Essentially, it will appear in Ads Manager like the algorithm incorrectly optimized your campaigns.
For example, say you are running a campaign with all placements, and you view performance by placement. It may look like the Instagram Feed drove a lower CPA than other placements, but Facebook allocated less ad budget towards this placement. The first instinct would be to manually manipulate the campaign so that Instagram is allocated a higher percentage of the budget. This would likely result in an overall decrease in performance. As put by Facebook, “The system recognized that although one placement was driving the most efficient results initially, it predicted the cost was going to increase throughout the duration of the campaign.”
The key here is to look at aggregate performance by strategy, not a breakdown of each individual element.
What Does Success Look Like?
As I mentioned, a successful A/B test on social media looks similar to a scientific experiment elsewhere: it can be replicated, it provides actionable insights, and results can be directly tied to specific variables in the campaign. A successful A/B testing strategy should include next steps and iterations. Because ad creative on social media has a short lifespan, there will always be another test to perform. It is important to isolate key themes within your tests to move the program forward.

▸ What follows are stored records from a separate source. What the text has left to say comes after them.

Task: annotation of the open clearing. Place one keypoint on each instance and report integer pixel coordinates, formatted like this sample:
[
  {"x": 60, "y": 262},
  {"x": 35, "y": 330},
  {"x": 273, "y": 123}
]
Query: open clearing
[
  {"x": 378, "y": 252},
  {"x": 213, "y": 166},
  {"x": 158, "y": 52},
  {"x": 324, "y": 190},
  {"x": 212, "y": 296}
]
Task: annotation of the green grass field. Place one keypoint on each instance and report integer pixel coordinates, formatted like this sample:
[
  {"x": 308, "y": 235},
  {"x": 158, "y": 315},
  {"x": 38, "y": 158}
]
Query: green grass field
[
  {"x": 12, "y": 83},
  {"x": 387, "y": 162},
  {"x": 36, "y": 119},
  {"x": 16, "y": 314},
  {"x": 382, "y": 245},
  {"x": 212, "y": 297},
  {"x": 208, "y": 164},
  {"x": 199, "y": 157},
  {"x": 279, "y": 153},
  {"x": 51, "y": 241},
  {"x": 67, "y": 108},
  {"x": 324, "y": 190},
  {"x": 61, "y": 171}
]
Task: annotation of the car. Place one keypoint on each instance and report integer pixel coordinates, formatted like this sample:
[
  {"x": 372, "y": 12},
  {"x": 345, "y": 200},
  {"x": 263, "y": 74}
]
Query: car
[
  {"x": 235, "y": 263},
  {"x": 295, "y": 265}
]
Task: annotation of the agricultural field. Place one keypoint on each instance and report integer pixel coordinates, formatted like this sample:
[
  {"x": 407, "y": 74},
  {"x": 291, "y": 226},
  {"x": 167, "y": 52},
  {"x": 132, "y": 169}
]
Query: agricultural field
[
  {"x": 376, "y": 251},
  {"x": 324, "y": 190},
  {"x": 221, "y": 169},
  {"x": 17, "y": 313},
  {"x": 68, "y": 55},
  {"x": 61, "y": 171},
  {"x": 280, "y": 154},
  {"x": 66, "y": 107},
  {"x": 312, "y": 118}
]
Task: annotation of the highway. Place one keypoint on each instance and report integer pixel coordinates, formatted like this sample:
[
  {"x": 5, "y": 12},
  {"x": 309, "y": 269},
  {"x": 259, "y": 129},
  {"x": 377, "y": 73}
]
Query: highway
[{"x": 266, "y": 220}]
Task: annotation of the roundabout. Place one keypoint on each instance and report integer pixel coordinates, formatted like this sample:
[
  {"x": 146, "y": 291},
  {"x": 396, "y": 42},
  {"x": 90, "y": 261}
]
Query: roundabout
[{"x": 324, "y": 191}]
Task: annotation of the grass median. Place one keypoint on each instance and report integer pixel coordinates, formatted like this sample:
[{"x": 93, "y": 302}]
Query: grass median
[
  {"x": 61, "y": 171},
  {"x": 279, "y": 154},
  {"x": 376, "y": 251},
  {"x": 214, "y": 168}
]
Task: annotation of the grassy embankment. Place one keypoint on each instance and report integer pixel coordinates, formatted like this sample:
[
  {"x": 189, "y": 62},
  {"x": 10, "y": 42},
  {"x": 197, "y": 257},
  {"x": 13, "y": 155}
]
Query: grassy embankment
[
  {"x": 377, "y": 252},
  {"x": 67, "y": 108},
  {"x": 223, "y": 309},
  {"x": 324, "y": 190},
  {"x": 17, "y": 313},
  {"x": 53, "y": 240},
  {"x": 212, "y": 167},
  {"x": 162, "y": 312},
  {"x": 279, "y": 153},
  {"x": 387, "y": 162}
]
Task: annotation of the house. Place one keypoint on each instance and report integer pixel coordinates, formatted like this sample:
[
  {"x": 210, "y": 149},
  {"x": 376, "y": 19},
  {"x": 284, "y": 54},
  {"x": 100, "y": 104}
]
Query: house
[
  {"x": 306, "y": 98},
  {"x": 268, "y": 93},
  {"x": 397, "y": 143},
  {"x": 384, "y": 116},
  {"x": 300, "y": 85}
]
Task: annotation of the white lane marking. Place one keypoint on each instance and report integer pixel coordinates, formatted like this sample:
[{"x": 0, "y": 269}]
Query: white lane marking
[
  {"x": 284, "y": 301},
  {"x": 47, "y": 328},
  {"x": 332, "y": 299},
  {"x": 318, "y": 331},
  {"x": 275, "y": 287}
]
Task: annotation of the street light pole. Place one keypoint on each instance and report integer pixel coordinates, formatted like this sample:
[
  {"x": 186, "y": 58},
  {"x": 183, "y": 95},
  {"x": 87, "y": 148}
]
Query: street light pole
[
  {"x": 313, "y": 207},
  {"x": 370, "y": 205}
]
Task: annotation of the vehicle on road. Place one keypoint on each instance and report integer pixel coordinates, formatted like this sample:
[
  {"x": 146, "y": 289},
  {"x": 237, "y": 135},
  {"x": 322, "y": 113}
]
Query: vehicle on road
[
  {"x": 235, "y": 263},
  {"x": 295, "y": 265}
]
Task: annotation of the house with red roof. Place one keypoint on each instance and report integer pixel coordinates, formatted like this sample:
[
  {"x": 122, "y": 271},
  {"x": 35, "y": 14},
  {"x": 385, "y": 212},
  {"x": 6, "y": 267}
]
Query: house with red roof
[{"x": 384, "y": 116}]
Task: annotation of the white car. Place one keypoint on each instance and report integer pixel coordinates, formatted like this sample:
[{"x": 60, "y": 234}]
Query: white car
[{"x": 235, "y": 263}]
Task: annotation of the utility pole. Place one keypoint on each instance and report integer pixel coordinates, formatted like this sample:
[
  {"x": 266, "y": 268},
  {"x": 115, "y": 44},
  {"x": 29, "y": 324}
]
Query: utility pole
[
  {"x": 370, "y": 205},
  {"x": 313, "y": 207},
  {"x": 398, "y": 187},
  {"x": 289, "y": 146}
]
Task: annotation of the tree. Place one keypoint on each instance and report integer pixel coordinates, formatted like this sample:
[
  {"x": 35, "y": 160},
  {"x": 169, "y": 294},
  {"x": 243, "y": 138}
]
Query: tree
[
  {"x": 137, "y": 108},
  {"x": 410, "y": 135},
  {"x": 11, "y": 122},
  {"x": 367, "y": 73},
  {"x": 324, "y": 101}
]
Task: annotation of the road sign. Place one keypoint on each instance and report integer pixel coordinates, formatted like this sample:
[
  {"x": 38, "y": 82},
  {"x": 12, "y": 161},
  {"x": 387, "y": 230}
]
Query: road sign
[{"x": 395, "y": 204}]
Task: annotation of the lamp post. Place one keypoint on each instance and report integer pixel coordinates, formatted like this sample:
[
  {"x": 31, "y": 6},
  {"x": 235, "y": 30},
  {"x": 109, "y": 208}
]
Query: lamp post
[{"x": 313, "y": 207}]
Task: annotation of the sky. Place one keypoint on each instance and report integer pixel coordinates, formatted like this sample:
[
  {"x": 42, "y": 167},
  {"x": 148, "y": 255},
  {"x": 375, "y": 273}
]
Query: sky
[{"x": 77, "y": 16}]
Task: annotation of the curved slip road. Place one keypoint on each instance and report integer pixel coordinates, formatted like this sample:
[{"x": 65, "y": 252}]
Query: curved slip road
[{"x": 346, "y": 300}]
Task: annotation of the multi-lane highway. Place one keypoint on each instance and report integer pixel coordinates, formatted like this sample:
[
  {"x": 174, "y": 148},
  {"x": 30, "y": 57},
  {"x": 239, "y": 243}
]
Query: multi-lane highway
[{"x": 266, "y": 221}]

Primary and Secondary KPIs
Here are a few examples of what we consider to be primary and secondary KPIs. Your primary KPIs should be measurable period over period and tie directly to your business objectives. They should not be subjective.
- Sales (Last click)
- Landing page views
- Click-through rate
- User sentiment
- Referral traffic
- Sales (impression attribution)
A/B Test Suggestions for Your Business
Our team has done extensive A/B testing for clients in a variety of verticals. Based on our experience, here are some suggestions for some market-specific A/B tests to help get you started.
eCommerce/Business to Consumer
With by far the most options, eCommerce and retail companies have the advantage of tying results directly to sales. With this ability comes the desire to A/B test every aspect of the current social program. We recommend setting a specific testing schedule, with flexibility worked into that schedule if a pivot is necessary. Sticking to a program ensures that tests build on each other strategically. It also reduces the likelihood that external groups can drive it off course.
Business to Business
With a longer sales cycle and a smaller list of potential clients, we recommend starting A/B testing by audience. If lookalike audiences don’t have enough seed data and retargeting audiences are too small, using A/B testing can help your business determine what your audience looks like on social media. From here, we recommend moving onto messaging and creative testing via lead generation.
While it may be difficult to measure which type of creative drives the most sales, it is easy to determine which type of messaging your customers respond well to. For example, for one of our clients that sells a high-investment product, we segmented their customer lists into groups by demographic. We then A/B tested messaging highlighting specific value propositions. The differences in responses amongst the groups informed our messaging strategy across all channels moving forward.
In Other Words
A/B testing is a valuable piece of your paid social strategy. It should be used to inform not only your social investment, but that of your other channels as well. The ability to test specific messaging to a specific audience group, and receive immediate anecdotal feedback cannot be replicated elsewhere. By taking into account the recommendations above, any business should be able to execute an A/B test on social media with clear, actionable insights.